Et moi, l'étrangère, je révélais l'âpre vérité à cet homme qui n'avait rien demandé. Je jouais maladroitement les porteuses de mauvaises nouvelles.

William Rainsferd poussa la photo vers moi. Sa bouche avait une expression sarcastique.

«Pourquoi êtes‑vous venue jusqu'ici en fait?» murmura‑t‑il.

J'avais la gorge sèche.

«Pour me dire que le nom de ma mère n'était pas son nom? Qu'elle avait été victime d'une tragédie? C'est pour ça que vous êtes ici?»

Mes jambes tremblaient sous la table. Je ne m'attendais pas à cette réaction. Je pensais affronter du chagrin, de la peine, mais pas ça. Pas cette colère.

«Je croyais que vous saviez. Je suis venue parce que ma famille n'a jamais oublié ce qui s'est passé en 42. C'est pour ça que je suis là.»

Il secoua la tête et passa des doigts nerveux dans ses cheveux. Ses lunettes de soleil tombèrent sur la table.

«Non, dit‑il dans un souffle. Non, non, non. Ce n'est pas possible. Ma mère était française. Son nom était Dufaure. Elle était née à Orléans. Elle avait perdu ses parents pendant la guerre. Elle n'avait pas de frère. Elle n'avait pas de famille. Elle n'a jamais vécu à Paris, dans cette rue de Saintonge. Cette petite fille juive, ce ne peut pas être elle. Vous vous trompez sur toute la ligne.

– Je vous en prie, dis‑je doucement, laissez‑moi vous expliquer, laissez‑moi vous raconter toute l'histoire…»

Il avança ses mains vers moi comme pour me faire disparaître.

«Je ne veux rien savoir. Gardez votre «histoire» pour vous.»

Je ressentis à nouveau la douleur familière qui puisait dans mes entrailles, tenace et précise.

«S'il vous plaît, dis‑je faiblement. S'il vous plaît, écoutez‑moi.»

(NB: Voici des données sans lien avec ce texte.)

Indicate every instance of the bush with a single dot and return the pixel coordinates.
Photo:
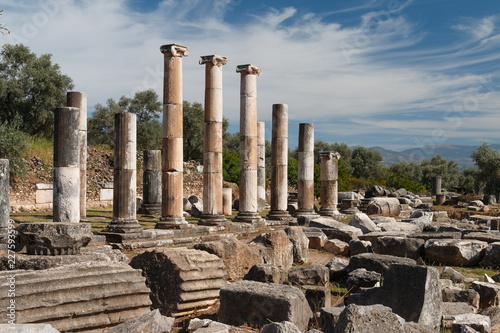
(13, 144)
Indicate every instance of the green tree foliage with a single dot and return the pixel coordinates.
(31, 88)
(366, 163)
(13, 144)
(231, 166)
(148, 109)
(488, 162)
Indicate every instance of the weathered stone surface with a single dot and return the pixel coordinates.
(281, 327)
(152, 322)
(476, 321)
(335, 229)
(454, 252)
(384, 206)
(27, 328)
(274, 248)
(361, 278)
(337, 268)
(336, 246)
(54, 238)
(493, 312)
(375, 318)
(318, 297)
(400, 247)
(237, 256)
(309, 275)
(379, 263)
(489, 293)
(450, 273)
(182, 280)
(266, 273)
(404, 282)
(300, 244)
(492, 255)
(81, 298)
(363, 222)
(359, 246)
(255, 304)
(454, 294)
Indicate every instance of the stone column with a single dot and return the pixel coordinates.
(66, 195)
(435, 185)
(4, 197)
(279, 165)
(305, 176)
(151, 180)
(212, 143)
(125, 175)
(79, 100)
(172, 153)
(329, 183)
(227, 201)
(261, 166)
(248, 144)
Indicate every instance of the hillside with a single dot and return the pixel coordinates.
(459, 153)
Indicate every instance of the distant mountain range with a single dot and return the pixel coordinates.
(459, 153)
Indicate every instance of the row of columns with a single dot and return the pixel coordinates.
(70, 156)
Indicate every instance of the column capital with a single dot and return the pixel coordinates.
(248, 69)
(328, 155)
(174, 50)
(213, 59)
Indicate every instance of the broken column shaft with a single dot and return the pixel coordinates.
(329, 182)
(125, 175)
(79, 100)
(151, 183)
(248, 144)
(305, 176)
(172, 151)
(261, 166)
(66, 195)
(279, 165)
(212, 144)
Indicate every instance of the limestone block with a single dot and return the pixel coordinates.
(256, 304)
(455, 252)
(182, 280)
(54, 238)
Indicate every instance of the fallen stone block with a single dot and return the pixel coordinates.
(300, 244)
(455, 252)
(238, 257)
(152, 322)
(266, 273)
(311, 275)
(80, 298)
(274, 248)
(400, 247)
(182, 280)
(256, 304)
(335, 229)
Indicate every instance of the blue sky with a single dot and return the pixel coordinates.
(392, 73)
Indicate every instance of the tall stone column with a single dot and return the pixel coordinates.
(305, 176)
(248, 144)
(261, 166)
(66, 195)
(79, 100)
(125, 175)
(151, 180)
(279, 165)
(329, 183)
(4, 198)
(436, 185)
(172, 153)
(213, 213)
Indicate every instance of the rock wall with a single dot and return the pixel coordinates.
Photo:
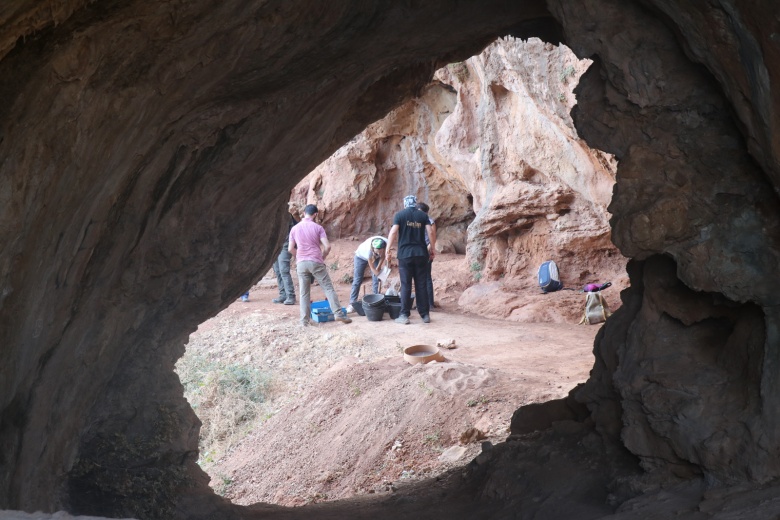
(490, 146)
(700, 219)
(147, 150)
(147, 153)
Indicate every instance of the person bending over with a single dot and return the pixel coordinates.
(371, 254)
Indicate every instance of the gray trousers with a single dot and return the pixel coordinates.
(320, 273)
(283, 276)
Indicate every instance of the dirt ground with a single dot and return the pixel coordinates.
(348, 416)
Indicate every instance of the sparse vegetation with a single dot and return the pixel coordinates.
(226, 397)
(460, 70)
(566, 73)
(476, 269)
(433, 438)
(478, 400)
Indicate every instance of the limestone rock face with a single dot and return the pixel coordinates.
(491, 148)
(147, 150)
(701, 218)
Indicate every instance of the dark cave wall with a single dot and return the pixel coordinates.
(147, 153)
(147, 150)
(692, 356)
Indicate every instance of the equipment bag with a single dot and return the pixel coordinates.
(596, 309)
(549, 280)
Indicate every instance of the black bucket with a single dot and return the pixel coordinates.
(374, 313)
(374, 300)
(394, 309)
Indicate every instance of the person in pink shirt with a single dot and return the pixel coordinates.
(309, 244)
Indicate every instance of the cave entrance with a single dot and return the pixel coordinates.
(296, 416)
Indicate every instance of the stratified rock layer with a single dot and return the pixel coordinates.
(491, 148)
(147, 149)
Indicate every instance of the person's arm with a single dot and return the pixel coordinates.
(375, 270)
(291, 246)
(324, 246)
(431, 229)
(390, 243)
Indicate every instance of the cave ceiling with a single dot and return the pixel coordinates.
(147, 150)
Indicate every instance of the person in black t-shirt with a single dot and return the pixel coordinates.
(410, 226)
(429, 283)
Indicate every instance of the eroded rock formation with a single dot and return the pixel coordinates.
(146, 153)
(492, 149)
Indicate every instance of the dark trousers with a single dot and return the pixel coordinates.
(429, 284)
(414, 268)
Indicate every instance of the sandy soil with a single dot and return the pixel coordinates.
(348, 416)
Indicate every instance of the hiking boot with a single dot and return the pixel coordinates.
(342, 317)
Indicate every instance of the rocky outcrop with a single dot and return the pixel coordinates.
(148, 149)
(491, 148)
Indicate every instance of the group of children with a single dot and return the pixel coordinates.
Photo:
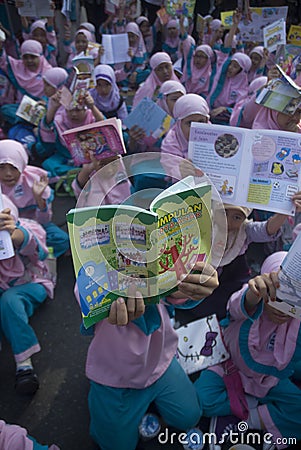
(131, 359)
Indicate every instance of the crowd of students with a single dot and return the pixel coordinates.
(131, 359)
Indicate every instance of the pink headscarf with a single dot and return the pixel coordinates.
(228, 91)
(172, 42)
(56, 77)
(244, 111)
(198, 80)
(111, 102)
(175, 142)
(30, 81)
(140, 50)
(152, 82)
(169, 87)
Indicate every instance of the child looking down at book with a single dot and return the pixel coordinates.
(27, 187)
(24, 284)
(265, 347)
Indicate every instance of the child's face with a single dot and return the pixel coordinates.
(200, 59)
(171, 100)
(40, 35)
(48, 89)
(76, 115)
(234, 219)
(133, 39)
(31, 62)
(9, 175)
(187, 121)
(103, 88)
(164, 72)
(233, 69)
(81, 43)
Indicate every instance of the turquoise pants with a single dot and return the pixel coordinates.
(116, 413)
(283, 402)
(17, 304)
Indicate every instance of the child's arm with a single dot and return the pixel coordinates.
(263, 287)
(91, 105)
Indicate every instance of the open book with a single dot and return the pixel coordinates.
(281, 94)
(116, 47)
(151, 118)
(104, 139)
(254, 168)
(115, 245)
(289, 293)
(31, 110)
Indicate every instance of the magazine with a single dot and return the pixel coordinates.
(116, 48)
(281, 94)
(177, 8)
(112, 245)
(274, 35)
(6, 245)
(151, 118)
(103, 138)
(36, 8)
(289, 293)
(31, 110)
(254, 168)
(200, 345)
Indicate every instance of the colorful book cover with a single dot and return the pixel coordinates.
(104, 139)
(31, 110)
(113, 245)
(180, 7)
(151, 118)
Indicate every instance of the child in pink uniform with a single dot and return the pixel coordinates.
(265, 347)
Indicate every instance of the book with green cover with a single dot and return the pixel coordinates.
(113, 246)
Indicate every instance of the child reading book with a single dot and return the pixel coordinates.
(264, 345)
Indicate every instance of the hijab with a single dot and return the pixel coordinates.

William Rainsferd s'était levé d'un mouvement rapide et souple, étonnant pour un homme de sa corpulence. Il baissa les yeux vers moi, son visage était sombre.

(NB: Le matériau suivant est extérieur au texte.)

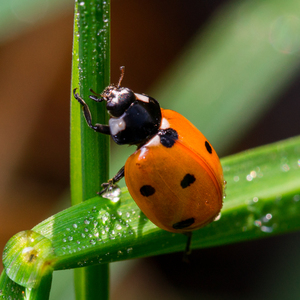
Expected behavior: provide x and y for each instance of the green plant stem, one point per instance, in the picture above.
(89, 150)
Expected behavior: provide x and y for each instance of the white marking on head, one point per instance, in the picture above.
(164, 124)
(143, 98)
(115, 95)
(116, 125)
(154, 142)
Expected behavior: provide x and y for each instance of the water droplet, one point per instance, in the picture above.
(112, 194)
(236, 178)
(266, 229)
(257, 223)
(218, 217)
(285, 167)
(296, 198)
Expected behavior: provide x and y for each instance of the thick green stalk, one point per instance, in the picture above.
(89, 150)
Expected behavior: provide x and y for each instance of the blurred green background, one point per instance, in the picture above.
(231, 67)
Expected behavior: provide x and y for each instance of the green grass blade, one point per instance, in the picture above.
(263, 199)
(89, 150)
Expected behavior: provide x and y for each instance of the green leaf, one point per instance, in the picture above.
(263, 199)
(89, 150)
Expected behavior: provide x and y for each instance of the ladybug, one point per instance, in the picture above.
(175, 175)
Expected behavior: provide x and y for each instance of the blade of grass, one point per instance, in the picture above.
(89, 151)
(263, 199)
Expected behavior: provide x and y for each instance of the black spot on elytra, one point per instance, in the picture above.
(187, 180)
(184, 224)
(168, 137)
(208, 147)
(147, 190)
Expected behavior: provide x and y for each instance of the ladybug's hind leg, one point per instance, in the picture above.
(88, 116)
(111, 184)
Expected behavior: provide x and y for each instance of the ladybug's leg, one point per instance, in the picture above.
(88, 116)
(187, 250)
(111, 184)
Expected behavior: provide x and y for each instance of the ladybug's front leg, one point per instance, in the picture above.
(88, 116)
(111, 184)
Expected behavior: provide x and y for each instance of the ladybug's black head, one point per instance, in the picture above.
(118, 99)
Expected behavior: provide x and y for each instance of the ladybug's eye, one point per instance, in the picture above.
(119, 100)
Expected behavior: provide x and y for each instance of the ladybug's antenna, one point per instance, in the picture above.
(122, 69)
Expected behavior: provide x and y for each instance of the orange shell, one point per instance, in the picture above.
(165, 168)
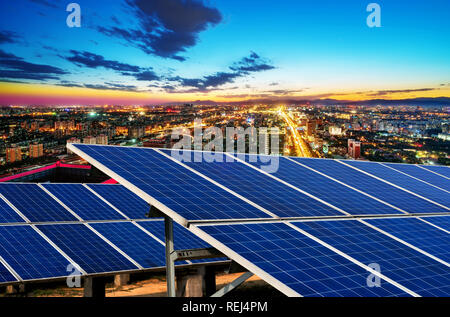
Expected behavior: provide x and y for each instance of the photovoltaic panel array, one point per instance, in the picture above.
(422, 174)
(404, 181)
(34, 203)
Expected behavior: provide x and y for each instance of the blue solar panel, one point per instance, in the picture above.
(403, 181)
(35, 203)
(324, 188)
(390, 194)
(259, 188)
(141, 247)
(422, 174)
(186, 193)
(7, 214)
(298, 261)
(29, 254)
(5, 275)
(183, 239)
(123, 199)
(418, 233)
(83, 202)
(443, 222)
(408, 267)
(86, 248)
(442, 170)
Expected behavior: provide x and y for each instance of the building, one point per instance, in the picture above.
(13, 154)
(354, 149)
(36, 150)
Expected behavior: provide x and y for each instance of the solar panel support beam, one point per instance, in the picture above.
(170, 259)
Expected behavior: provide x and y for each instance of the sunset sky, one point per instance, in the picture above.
(161, 51)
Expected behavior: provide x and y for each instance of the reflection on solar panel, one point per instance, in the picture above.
(5, 275)
(402, 264)
(328, 190)
(442, 170)
(374, 187)
(305, 266)
(418, 233)
(7, 214)
(422, 174)
(443, 222)
(123, 199)
(403, 181)
(259, 188)
(83, 202)
(35, 203)
(179, 189)
(148, 252)
(87, 249)
(29, 254)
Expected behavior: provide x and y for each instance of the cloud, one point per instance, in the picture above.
(14, 67)
(247, 65)
(8, 37)
(166, 27)
(92, 60)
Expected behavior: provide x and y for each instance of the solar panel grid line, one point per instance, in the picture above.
(405, 243)
(433, 172)
(432, 224)
(353, 260)
(142, 194)
(10, 269)
(290, 185)
(60, 202)
(115, 247)
(418, 179)
(245, 263)
(219, 185)
(394, 185)
(14, 208)
(105, 201)
(349, 186)
(57, 248)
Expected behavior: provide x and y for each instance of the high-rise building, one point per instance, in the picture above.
(13, 154)
(354, 149)
(36, 150)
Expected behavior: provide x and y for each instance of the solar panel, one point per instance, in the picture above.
(35, 203)
(148, 252)
(83, 202)
(183, 238)
(442, 170)
(374, 187)
(29, 254)
(259, 188)
(422, 174)
(324, 188)
(7, 214)
(87, 249)
(302, 264)
(186, 193)
(418, 233)
(443, 222)
(123, 199)
(5, 275)
(403, 181)
(410, 268)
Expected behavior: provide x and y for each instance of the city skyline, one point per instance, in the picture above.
(137, 52)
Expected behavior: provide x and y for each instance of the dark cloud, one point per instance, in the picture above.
(247, 65)
(94, 61)
(166, 27)
(15, 67)
(7, 37)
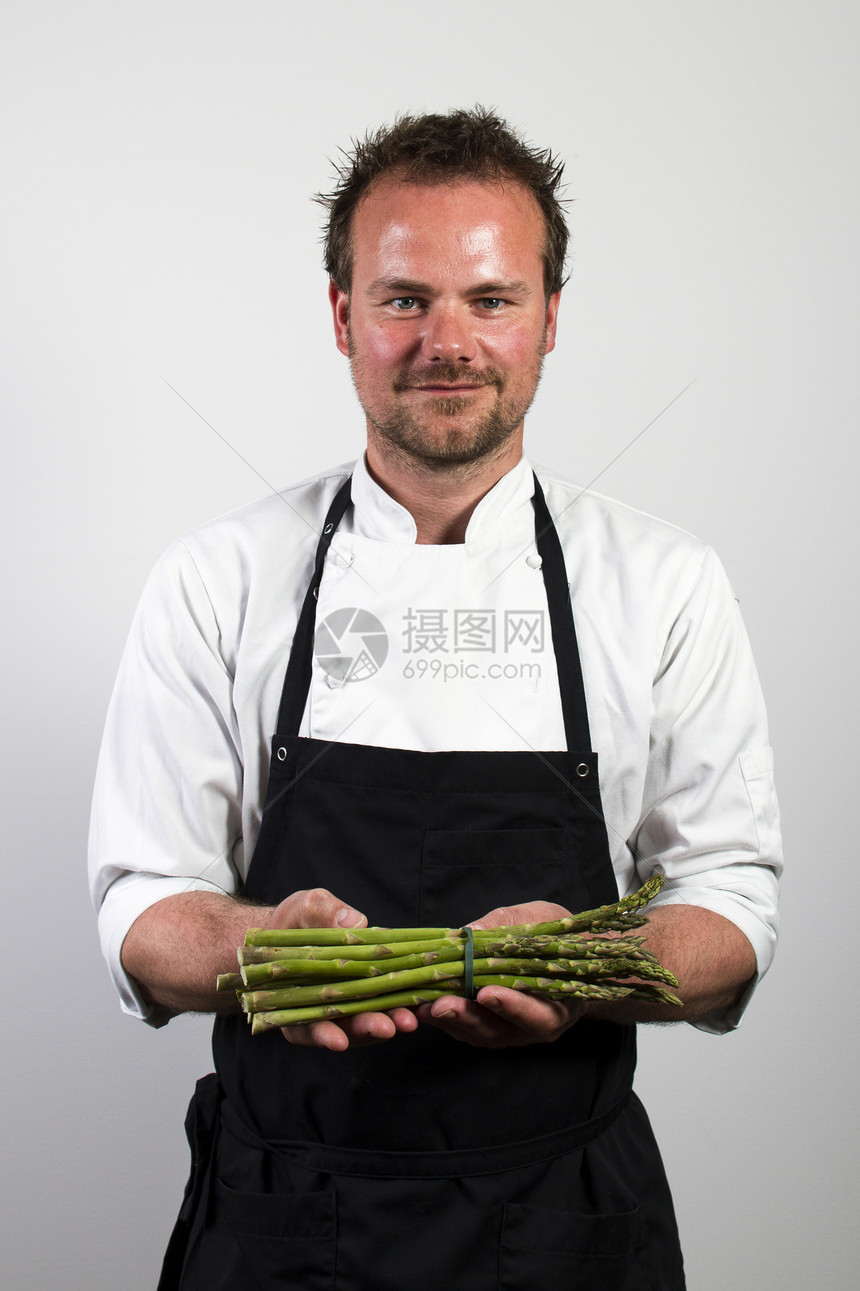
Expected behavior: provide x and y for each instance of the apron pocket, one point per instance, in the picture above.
(282, 1237)
(570, 1250)
(464, 873)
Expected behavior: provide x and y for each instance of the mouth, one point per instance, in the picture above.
(450, 390)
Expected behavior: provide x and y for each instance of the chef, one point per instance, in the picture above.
(434, 687)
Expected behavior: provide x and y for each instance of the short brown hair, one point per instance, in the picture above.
(466, 143)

«Que ce soit bien clair. Je ne veux plus jamais vous voir. Ni entendre encore parler de tout ça. Et par pitié, ne me rappelez pas.»

Puis il disparut.

Zoë et moi le cherchâmes du regard. Tout ça pour rien. Ce voyage, tous ces efforts. Pour rien. Pour finir dans un cul‑de‑sac. Je n'arrivais pas à croire que l'histoire de Sarah se terminait là, si rapidement. Je ne m'en remettrais pas.

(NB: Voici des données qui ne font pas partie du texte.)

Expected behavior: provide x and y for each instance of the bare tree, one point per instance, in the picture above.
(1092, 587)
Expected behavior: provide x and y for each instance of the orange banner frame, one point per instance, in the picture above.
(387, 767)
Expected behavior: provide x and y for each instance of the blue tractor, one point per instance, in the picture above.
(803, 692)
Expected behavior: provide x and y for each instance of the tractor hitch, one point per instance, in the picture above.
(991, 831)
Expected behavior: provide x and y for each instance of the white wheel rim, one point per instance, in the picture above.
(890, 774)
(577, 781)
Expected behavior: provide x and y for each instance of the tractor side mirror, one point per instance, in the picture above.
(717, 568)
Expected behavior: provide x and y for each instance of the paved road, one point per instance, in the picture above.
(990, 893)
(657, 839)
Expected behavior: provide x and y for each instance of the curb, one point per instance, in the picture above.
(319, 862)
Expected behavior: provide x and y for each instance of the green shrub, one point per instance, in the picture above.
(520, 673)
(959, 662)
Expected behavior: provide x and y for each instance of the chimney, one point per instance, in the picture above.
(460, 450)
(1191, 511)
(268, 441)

Nous restâmes assises un moment, sans rien dire. Puis je fus prise de frissons malgré la chaleur et payai rapidement. Zoë restait muette. Elle avait l'air abasourdie.

Je me levai, la lassitude entravant chacun de mes mouvements. Et maintenant? Où aller? Rentrer à Paris? Retourner chez Charla?

Marcher m'était pénible. Mes pieds pesaient comme du plomb. J'entendis Zoë m'appeler, mais je ne me retournai pas. Je voulais rentrer à l'hôtel, vite.

Pour réfléchir. Pour me remettre. Pour appeler ma sœur. Et Édouard. Et Gaspard.

La voix de Zoë était de plus en plus forte, nerveuse. Que voulait‑elle? Qu'avait‑elle à gémir de la sorte? Je remarquai que des passants me dévisageaient. Je me retournai vers ma fille, exaspérée, pour lui demander de se dépêcher.

Elle se précipita vers moi et m'attrapa la main. Elle était toute pâle.

«Maman… murmura‑t‑elle d'une voix à peine audible.

– Quoi? Qu'y a‑t‑il?» dis‑je sèchement.

Elle montra mes jambes du doigt et se mit à japper comme un chiot.

Je baissai la tête. Ma jupe blanche était maculée de sang. La chaise où je m'étais assise était tachée d'une demi‑lune écarlate. Le long de mes cuisses, le sang ruisselait en abondance.

«Tu t'es fait mal, Maman?» s'étrangla Zoë.

Je me pris le ventre.

«Le bébé», dis‑je, horrifiée.

Zoë me regarda fixement.

«Le bébé?» Elle hurlait, les doigts plantés dans mon bras. «Maman, quel bébé? De quoi parles‑tu?»

Son visage s'éloigna à toute allure. Mes jambes flanchèrent. Mon menton frappa le sol sec et brûlant.

Puis le silence régna. Et l'obscurité.

 

J'ouvris les yeux sur le visage de Zoë, à quelques centimètres du mien. Je sentais l'odeur typique de l'hôpital. C'était une petite chambre verte. J'avais une perfusion dans l'avant‑bras. Une femme en blouse blanche remplissait une courbe de température.

«Maman… murmura Zoë en me pressant la main. Maman, tout va bien. Ne t'inquiète pas.»